Op dit moment wordt door overheden en bedrijfsleven gewerkt aan een gezamenlijke visie op Greenport Nederland. Die visie moet uitmonden in bestuurlijk afrekenbare afspraken over de ruimtelijk-economische ontwikkeling van de tuinbouw in de Greenports en - voor zover daarmee samenhangend - ook daarbuiten. Dit conform een toezegging van de minister van Volkshuisvesting, Ruimtelijke Ordening en Milieubeheer en mijzelf aan de Tweede Kamer (TK, 29800 XIV, nr. 111) en conform gemaakte afspraken in het kader van het zogeheten Greenport-manifest (naar aanleiding van de Greenportconferentie van 23 juni 2005).
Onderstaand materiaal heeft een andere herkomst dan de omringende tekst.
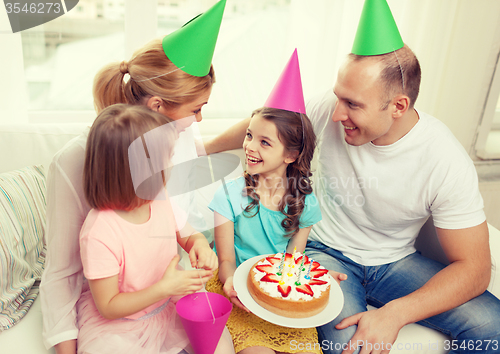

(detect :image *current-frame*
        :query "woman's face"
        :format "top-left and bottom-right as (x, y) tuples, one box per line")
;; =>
(158, 88), (212, 131)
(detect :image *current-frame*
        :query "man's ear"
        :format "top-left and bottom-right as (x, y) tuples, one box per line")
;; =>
(285, 150), (299, 163)
(392, 95), (410, 118)
(146, 96), (163, 112)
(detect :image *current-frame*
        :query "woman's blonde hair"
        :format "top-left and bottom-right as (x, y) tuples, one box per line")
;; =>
(93, 39), (215, 113)
(83, 104), (177, 210)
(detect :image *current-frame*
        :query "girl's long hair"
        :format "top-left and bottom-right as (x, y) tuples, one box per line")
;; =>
(244, 107), (316, 236)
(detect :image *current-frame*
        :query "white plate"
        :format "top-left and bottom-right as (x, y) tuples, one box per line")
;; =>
(233, 255), (344, 328)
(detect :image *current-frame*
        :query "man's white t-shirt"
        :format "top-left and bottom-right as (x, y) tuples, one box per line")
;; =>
(307, 90), (486, 266)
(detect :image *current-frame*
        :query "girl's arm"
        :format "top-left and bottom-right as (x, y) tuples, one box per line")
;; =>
(89, 255), (212, 320)
(177, 223), (217, 271)
(214, 211), (248, 311)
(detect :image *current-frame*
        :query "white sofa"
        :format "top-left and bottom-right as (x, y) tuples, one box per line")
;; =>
(0, 123), (500, 354)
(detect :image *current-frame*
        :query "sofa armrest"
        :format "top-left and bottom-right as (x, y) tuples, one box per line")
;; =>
(415, 218), (500, 299)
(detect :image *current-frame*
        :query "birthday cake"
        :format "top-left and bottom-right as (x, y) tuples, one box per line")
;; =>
(247, 252), (331, 318)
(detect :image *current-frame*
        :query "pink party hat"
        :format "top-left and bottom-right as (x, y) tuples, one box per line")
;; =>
(264, 49), (306, 114)
(176, 292), (233, 354)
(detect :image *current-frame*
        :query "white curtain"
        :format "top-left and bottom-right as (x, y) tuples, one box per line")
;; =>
(0, 10), (28, 124)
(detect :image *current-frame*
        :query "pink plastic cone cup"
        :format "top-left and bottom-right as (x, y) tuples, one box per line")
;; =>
(176, 292), (233, 354)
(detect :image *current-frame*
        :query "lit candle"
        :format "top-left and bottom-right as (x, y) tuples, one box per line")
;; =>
(304, 258), (314, 280)
(276, 248), (286, 276)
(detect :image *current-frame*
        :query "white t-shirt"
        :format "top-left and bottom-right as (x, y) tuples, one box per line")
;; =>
(307, 90), (486, 266)
(40, 123), (204, 349)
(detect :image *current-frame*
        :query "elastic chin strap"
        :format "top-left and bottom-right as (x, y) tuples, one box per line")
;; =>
(393, 51), (405, 91)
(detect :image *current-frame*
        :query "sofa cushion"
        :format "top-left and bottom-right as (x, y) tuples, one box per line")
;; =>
(0, 165), (46, 331)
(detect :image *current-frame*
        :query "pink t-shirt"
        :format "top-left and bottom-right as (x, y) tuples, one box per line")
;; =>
(80, 200), (185, 319)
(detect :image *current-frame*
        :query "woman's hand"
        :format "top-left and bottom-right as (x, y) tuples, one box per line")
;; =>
(157, 255), (213, 297)
(222, 276), (250, 312)
(328, 270), (347, 285)
(189, 237), (219, 271)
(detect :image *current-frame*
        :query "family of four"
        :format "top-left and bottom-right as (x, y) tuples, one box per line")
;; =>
(41, 0), (500, 354)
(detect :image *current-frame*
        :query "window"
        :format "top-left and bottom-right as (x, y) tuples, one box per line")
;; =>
(475, 49), (500, 160)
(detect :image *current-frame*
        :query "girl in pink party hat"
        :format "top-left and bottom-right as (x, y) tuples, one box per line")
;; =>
(207, 50), (346, 353)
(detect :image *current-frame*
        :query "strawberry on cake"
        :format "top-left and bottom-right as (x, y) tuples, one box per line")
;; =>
(247, 252), (331, 318)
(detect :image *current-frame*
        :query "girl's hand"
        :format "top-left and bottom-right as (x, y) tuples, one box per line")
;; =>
(189, 238), (219, 271)
(157, 255), (213, 297)
(222, 276), (250, 312)
(328, 270), (347, 285)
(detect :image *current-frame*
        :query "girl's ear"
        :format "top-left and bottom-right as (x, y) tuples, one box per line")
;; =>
(146, 96), (163, 112)
(285, 150), (299, 163)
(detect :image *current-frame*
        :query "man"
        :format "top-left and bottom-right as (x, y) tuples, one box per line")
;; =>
(306, 0), (500, 354)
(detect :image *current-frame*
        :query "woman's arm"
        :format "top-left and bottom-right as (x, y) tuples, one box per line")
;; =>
(203, 118), (251, 155)
(286, 226), (312, 253)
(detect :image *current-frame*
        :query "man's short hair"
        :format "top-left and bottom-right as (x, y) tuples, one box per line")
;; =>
(349, 44), (421, 110)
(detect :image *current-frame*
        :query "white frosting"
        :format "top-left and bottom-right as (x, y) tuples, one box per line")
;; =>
(253, 252), (330, 301)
Vanaf eind vorig jaar is een werkgroep bestaande uit vertegenwoordigers van bedrijfsleven, provincies, gemeenten en rijksoverheid hiermee aan de slag. De werkgroep wordt ondersteund vanuit het GlaMi-secretariaat. Noodzakelijke tussentijdse afstemming vindt zoveel mogelijk plaats in bestaande bestuurlijke overlegstructuren. Daarnaast heeft op 27 maart 2006 een tussentijdse werkconferentie plaatsgevonden waarvoor een aantal vertegenwoordigers uit de verschillende Greenports, maar ook van buiten de Greenports, was uitgenodigd. Streven is om tijdens de Greenportconferentie die op 29 juni 2006 is voorzien, de gezamenlijke visie te toetsen op draagvlak.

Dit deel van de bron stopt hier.